Under the conditions of the motion for voluntary dismissal, which is still subject to court approval, both parties will pay their own legal costs and Kalshi waives any right to sue the CFTC for the litigation.

«Today is historic. We have always believed that doing things the right way, no matter how hard, no matter how painful, pays off. This result is proof of that,” Kalshi CEO Tarek Mansour said in a statement. “Kalshi’s approach has officially and definitively secured the future of prediction markets in America.»

Kalshi’s fight with the CFTC began in 2023, when the regulator denied Kalshi’s plan to let users bet on which party would control the chambers of Congress. At the time of the denial, the CFTC — then under the leadership of former Chair Rostin Behnam — claimed that such contracts involved unlawful gaming and were “contrary to the public interest.”

That November, Kalshi sued the CFTC in Washington, D.C., claiming that the CFTC had overstepped its authority in attempting to block the contracts, and asking a judge to vacate the decision. The court sided with Kalshi in September 2024, clearing the way for the platform to list the political contracts.

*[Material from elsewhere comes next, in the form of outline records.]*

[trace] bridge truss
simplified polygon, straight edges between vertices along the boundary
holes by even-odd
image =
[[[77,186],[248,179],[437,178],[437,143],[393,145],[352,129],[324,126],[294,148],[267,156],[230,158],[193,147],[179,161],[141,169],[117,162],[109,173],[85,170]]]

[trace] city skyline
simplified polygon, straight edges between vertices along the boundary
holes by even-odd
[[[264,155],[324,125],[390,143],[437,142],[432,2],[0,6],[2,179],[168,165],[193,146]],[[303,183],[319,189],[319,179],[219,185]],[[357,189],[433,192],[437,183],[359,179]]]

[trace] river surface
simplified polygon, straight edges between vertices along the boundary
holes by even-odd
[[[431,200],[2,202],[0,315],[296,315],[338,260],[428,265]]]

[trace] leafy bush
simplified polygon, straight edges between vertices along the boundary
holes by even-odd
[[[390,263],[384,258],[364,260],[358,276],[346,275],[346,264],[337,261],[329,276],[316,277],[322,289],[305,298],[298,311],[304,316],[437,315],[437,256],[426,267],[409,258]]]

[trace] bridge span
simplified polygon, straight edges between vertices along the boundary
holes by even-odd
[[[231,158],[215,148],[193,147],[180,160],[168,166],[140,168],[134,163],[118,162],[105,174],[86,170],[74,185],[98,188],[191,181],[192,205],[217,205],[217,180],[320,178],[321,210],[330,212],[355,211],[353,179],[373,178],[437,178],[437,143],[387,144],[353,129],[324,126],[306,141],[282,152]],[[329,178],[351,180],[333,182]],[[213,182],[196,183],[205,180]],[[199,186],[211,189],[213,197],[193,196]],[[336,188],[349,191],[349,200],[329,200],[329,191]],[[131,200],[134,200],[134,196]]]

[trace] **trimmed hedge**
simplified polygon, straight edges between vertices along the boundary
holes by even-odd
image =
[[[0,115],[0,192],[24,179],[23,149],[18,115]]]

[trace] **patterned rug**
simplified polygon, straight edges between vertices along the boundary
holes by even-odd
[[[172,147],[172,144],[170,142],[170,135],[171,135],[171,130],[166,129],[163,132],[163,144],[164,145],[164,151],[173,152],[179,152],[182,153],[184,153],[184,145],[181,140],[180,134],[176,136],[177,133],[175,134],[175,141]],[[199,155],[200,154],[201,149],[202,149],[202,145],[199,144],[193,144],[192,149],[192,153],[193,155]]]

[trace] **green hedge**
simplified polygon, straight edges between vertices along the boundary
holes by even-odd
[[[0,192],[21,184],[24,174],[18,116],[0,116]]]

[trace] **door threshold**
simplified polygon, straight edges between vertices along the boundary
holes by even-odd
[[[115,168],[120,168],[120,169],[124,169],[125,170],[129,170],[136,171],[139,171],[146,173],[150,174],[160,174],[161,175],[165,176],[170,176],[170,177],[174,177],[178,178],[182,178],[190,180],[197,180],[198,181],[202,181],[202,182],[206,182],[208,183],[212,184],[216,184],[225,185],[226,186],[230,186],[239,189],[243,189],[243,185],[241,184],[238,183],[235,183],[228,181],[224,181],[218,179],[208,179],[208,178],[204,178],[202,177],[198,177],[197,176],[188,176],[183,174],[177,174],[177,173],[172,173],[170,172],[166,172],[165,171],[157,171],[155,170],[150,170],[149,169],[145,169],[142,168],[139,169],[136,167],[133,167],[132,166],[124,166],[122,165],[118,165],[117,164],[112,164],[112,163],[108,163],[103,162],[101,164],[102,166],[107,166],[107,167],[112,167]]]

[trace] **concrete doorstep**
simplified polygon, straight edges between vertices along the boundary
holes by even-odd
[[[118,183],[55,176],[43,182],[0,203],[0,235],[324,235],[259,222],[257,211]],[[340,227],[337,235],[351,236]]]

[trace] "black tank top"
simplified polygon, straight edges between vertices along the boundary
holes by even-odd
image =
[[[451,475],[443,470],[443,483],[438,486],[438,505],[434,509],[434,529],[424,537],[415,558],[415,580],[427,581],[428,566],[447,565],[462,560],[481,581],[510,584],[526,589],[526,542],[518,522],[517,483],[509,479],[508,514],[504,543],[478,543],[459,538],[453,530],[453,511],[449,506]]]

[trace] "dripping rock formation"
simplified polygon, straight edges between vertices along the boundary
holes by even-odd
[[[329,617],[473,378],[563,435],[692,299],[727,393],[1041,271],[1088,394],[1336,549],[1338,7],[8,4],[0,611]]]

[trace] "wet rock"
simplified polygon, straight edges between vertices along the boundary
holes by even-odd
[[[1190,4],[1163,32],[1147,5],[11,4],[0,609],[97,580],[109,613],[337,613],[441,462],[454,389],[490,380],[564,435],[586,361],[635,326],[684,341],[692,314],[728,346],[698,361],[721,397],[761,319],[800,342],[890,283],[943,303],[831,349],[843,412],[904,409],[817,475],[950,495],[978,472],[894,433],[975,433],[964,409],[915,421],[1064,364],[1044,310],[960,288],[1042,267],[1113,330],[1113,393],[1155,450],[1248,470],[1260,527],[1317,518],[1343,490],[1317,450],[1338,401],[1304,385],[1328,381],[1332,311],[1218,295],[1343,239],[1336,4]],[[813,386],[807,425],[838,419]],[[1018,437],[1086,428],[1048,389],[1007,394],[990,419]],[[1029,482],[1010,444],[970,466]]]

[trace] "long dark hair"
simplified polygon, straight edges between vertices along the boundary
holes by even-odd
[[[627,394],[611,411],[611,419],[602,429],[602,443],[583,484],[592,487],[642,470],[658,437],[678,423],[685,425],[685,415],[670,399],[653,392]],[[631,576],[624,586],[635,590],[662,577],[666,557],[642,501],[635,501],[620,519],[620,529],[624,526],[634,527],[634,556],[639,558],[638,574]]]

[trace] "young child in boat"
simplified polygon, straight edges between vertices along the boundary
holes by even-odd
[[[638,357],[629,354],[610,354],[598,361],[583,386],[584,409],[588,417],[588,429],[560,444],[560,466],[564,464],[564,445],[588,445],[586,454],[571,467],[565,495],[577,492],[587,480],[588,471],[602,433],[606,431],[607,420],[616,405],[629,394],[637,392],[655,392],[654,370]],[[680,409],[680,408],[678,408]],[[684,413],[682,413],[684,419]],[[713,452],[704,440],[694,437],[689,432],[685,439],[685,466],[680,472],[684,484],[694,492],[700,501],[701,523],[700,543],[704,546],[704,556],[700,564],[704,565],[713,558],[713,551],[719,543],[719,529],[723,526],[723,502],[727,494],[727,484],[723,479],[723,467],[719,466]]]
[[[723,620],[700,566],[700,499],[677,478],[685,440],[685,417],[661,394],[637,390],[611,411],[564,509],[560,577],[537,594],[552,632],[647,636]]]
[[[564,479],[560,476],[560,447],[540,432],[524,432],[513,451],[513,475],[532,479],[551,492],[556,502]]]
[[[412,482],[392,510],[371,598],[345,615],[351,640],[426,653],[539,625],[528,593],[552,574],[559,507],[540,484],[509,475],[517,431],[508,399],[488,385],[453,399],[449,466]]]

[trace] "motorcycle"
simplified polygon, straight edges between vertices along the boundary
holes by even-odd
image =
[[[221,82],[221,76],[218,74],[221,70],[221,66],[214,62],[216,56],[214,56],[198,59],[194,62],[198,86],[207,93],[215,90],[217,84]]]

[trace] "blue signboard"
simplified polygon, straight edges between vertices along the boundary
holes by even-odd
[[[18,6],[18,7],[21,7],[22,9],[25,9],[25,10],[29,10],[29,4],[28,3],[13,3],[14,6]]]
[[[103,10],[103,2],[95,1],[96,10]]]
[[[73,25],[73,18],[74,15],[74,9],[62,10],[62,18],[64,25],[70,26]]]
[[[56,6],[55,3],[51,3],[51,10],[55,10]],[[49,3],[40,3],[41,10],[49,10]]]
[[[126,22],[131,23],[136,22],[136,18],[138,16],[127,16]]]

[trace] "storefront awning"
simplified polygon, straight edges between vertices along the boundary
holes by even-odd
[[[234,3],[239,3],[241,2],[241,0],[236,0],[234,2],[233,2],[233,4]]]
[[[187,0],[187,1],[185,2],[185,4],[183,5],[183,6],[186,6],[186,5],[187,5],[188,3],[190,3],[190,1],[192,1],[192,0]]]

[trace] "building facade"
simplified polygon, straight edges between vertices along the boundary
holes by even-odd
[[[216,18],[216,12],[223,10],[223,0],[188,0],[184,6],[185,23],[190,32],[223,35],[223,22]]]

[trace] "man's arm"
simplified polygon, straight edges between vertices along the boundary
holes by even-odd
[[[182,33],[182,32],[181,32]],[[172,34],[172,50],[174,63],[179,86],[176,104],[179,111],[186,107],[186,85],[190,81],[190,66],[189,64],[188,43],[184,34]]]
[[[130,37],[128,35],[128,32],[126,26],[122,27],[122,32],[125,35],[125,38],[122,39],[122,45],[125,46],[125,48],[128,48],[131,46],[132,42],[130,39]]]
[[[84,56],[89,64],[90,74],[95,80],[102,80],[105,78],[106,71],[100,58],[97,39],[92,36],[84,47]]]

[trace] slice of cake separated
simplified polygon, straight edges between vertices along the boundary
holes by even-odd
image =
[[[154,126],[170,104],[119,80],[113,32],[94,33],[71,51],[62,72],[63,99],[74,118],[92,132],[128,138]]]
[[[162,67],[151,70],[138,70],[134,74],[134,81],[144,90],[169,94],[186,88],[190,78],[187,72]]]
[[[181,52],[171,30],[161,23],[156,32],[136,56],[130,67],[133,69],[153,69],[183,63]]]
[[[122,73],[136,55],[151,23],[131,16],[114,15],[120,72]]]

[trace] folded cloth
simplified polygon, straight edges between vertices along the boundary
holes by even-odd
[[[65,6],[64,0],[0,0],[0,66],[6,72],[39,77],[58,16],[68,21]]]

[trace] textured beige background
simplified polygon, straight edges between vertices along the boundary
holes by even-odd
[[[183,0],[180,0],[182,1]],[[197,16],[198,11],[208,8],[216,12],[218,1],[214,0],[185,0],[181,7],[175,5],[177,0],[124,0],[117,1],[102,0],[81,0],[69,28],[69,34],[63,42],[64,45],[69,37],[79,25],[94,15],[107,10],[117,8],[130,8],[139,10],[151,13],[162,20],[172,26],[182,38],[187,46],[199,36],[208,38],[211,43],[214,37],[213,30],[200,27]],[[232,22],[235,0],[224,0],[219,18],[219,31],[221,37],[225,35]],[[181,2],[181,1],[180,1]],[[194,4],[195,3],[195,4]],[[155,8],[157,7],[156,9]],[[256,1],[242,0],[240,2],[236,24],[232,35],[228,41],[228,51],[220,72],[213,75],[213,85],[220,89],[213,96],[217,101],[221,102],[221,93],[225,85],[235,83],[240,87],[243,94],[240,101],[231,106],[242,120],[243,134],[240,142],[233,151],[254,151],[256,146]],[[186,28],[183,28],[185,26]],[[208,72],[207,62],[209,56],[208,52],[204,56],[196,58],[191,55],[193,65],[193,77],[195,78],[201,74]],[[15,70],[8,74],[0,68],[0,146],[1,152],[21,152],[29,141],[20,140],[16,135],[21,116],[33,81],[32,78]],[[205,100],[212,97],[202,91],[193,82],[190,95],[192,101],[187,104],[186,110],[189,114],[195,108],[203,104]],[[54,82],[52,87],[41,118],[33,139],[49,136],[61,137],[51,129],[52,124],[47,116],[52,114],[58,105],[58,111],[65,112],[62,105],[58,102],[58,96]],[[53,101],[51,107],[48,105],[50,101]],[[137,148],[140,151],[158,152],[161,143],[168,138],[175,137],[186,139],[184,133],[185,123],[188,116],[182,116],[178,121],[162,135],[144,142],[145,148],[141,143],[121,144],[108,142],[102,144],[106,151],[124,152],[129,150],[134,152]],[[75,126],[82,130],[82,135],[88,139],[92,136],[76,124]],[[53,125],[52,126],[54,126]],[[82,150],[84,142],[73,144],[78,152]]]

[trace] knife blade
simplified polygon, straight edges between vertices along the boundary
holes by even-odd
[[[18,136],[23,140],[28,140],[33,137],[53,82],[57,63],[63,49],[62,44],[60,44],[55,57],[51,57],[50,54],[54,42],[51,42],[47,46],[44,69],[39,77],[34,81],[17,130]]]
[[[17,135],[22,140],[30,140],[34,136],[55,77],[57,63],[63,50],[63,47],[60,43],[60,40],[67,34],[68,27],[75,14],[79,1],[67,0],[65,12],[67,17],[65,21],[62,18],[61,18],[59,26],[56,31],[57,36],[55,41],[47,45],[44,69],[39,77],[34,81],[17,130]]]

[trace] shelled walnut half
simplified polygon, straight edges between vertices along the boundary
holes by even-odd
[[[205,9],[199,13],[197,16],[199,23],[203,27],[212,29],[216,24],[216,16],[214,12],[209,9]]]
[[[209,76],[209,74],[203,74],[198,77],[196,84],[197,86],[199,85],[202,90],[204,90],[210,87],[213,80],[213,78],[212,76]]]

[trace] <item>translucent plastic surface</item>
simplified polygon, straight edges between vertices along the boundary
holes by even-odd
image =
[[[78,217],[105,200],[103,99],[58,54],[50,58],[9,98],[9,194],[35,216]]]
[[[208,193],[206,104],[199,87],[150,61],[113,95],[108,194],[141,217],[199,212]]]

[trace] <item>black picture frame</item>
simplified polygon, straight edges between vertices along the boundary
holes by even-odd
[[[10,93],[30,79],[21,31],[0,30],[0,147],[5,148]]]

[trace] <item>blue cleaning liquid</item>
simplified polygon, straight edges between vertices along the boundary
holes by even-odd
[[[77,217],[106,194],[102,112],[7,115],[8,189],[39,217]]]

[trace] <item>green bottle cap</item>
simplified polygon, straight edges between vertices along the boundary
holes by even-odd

Immediately after losing the case, the CFTC scrambled to undo the district judge’s decision. It applied for a 14-day stay of the order — basically, a two-week delay on Kalshi’s ability to list the contracts while the CFTC prepared for an appeal — and was denied. Then, it filed an appeal, reiterating many of the same arguments it had used in its original defense.

However, shortly after oral arguments in early January, U.S. President Donald Trump returned to office. His eldest son, Don Jr., joined Kalshi as a strategic advisor on January 13. Rob Schwartz, the CFTC’s general counsel at the time the appeal was filed, left the agency in April after withdrawing from the case in March.

Under the leadership of acting Chair Caroline Pham, the agency has changed its approach to crypto, cutting several pieces of crypto-related guidance and narrowing down its once-wide variety of enforcement task forces down to just two, in an effort to simplify its regulation and enforcement of the crypto industry.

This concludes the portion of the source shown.